Direct. VIII. Remember always that God is present, and none of your secrets can be hid from him. What the better are you to deceive your neighbour or your master, and to hide it from their knowledge, as long as your Maker and Judge seeth all? when it is he that you most wrong, and with him that you have most to do, and he that will be the most terrible avenger! What blinded atheists are you, who dare do that in the presence of the most righteous God, which you durst not do if men beheld you!
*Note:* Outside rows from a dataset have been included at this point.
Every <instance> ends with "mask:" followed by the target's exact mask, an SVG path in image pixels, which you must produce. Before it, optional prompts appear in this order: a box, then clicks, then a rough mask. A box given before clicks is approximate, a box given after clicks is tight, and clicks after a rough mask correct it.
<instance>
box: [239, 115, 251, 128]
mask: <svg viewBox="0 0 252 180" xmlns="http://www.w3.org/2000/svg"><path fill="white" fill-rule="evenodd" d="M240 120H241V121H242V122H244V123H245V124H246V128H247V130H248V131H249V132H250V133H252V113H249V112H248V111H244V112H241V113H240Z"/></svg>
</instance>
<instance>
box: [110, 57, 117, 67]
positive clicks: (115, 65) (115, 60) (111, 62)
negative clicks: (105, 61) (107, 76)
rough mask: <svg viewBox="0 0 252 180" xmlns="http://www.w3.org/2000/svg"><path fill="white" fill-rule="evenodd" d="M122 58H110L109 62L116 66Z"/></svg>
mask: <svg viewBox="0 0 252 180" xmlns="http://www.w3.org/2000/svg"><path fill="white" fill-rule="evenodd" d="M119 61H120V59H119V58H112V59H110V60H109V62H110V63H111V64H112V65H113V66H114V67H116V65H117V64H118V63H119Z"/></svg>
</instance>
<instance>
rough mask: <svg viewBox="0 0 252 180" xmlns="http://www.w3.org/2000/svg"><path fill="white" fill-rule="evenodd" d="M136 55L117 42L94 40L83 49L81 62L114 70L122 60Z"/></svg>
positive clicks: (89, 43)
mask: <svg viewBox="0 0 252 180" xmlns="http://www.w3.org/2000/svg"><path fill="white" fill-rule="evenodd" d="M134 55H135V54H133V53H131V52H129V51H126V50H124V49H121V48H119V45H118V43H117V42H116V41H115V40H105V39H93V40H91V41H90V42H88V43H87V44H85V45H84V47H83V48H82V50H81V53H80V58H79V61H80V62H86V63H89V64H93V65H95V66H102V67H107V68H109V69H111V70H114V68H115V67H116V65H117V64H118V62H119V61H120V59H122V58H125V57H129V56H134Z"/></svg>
Direct. IX. Forget not how dear all that must cost you, which you gain unlawfully. The reckoning time is yet to come. Either you will truly repent or not; if you do, it must cost you remorse and sorrow, and shameful confession, and restitution of all that you have got amiss; and is it not better to forbear to swallow that morsel, which must come up again with heartbreaking grief and shame? But if you repent not unfeignedly, it will be your damnation; it will be opened in judgment to your perpetual confusion, and you must pay dear for all your gain in hell. Never look upon the gain therefore, without the shame and damnation which must follow. If Achan had foreseen the stones, and Gehazi the leprosy, and Ahab the mortal arrow, and Jezebel the licking of her blood by dogs, and Judas the hanging or precipitation, and Ananias and Sapphira the sudden death, or any of them the after misery, it might have kept them from their pernicious gain. Usually even in this life, a curse attendeth that which is ill gotten, and bringeth fire among all the rest.
Direct. X. If you are poor, consider well of the mercy which that condition may bring you, and let it be your study how to get it sanctified to your good. If men understood and believed that God doth dispose of all for the best, and make them poor to do them good, and considered what that good is which poverty may do them, and made it their chief care to turn it thus to their gain, they would not find it so intolerable a thing, as to seek to cure it by fraud or thievery. Think what a mercy it is, that you are saved from those temptations to over-love the world, which the rich are undone by. And that you are not under those temptations to intemperance, and excess, and pride as they are: and that you have such powerful helps for the mortification of the flesh, and victory over the deceiving world. Improve your poverty, and you will escape these sins.
Direct. XI. If you are but willing to escape this sin, you may easily do it by a free confession to those whom you have wronged or are tempted to wrong. He that is not willing to forbear his sin, is guilty before God, though he do forbear it. But if you are truly willing, it is easy to abstain. Do not say, that you are willing till necessity pincheth you or you see the bait; for if you are so, you may easily prevent it at that time when you are willing. If ever you are willing indeed, take that opportunity, and if you have wronged any man, go and confess it to him (in the manner I shall afterwards direct). And this will easily prevent it; for shame will engage you, and self-preservation will engage him to take more heed of you. Or, if you have not yet wronged any, but are strongly tempted to it, if you have no other sufficient remedy, go tell him, or some other fit person, that you are tempted to steal and to deceive in such or such a manner, and desire them not to trust you. If you think the shame of such a confession too dear a price to save you from the sin, pretend no more that you are truly willing to forbear it, or that ever you did unfeignedly repent of it.